Glücklicherweise verfügte Abbado bei dieser in den Dialogen stark verknappten, halbszenischen Aufführung nicht nur über ein exzellentes Orchester, sondern auch über ein Sängerensemble, das bis auf eine Ausnahme auf einem ebenso hohen Niveau agierte. Nina Stemme hat den für die Leonore unerlässlichen warmen Seelenton in der Mittellage, aber ebenso die nötige Kraft für die dramatische Kerkerszene. Und auch vor den heiklen Höhen der großen Arie muss sie nicht kapitulieren. In Jonas Kaufmann steht ihr der wohl derzeit weltbeste Florestan zur Seite. Mit fast schon unheimlicher Mühelosigkeit erklimmt er den Aufstieg ins „himmlische Reich", begeistert aber mehr noch durch die schier unbegrenzte Palette an Farben und Schattierungen, mit der er das Leid des Gefangenen auszudrücken versteht.

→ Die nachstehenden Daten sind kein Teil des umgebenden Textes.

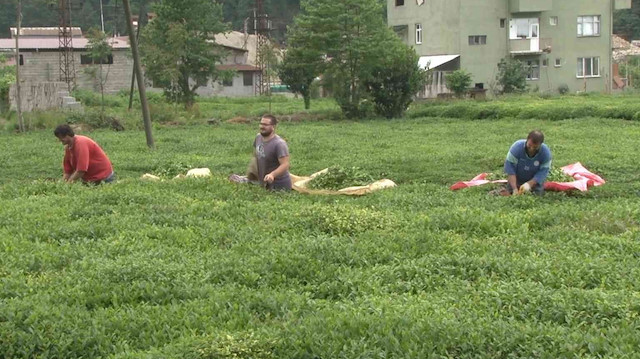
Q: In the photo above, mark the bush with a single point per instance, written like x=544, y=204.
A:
x=512, y=76
x=458, y=82
x=395, y=81
x=563, y=89
x=163, y=113
x=95, y=119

Mit beweglichem Bass gibt Christof Fischesser einen Rocco ganz ohne biedermeierliche Gemütlichkeit. Da ist hörbar ein willfähriger Diener des Herrn Pizarro am Werk. Diesen zeichnet Falk Struckmann mit schon ziemlich müder, in der Höhe oft dumpfer Stimme, sich immer wieder in Sprechgesang rettend. Als Figur ist er dennoch sehr präsent. In der Rolle der Marzelline gefällt Rachel Harnisch mit leuchtendem Sopran, dem aber auch genug Farben zur Verfügung stehen, um die Gewissensnöte der jungen Frau glaubhaft zu machen. Als rollendeckend erweisen sich schließlich auch Christoph Strehl (Jacquino) und Peter Mattei, der seinen noblen Bariton in der Rolle des Ministers verströmt.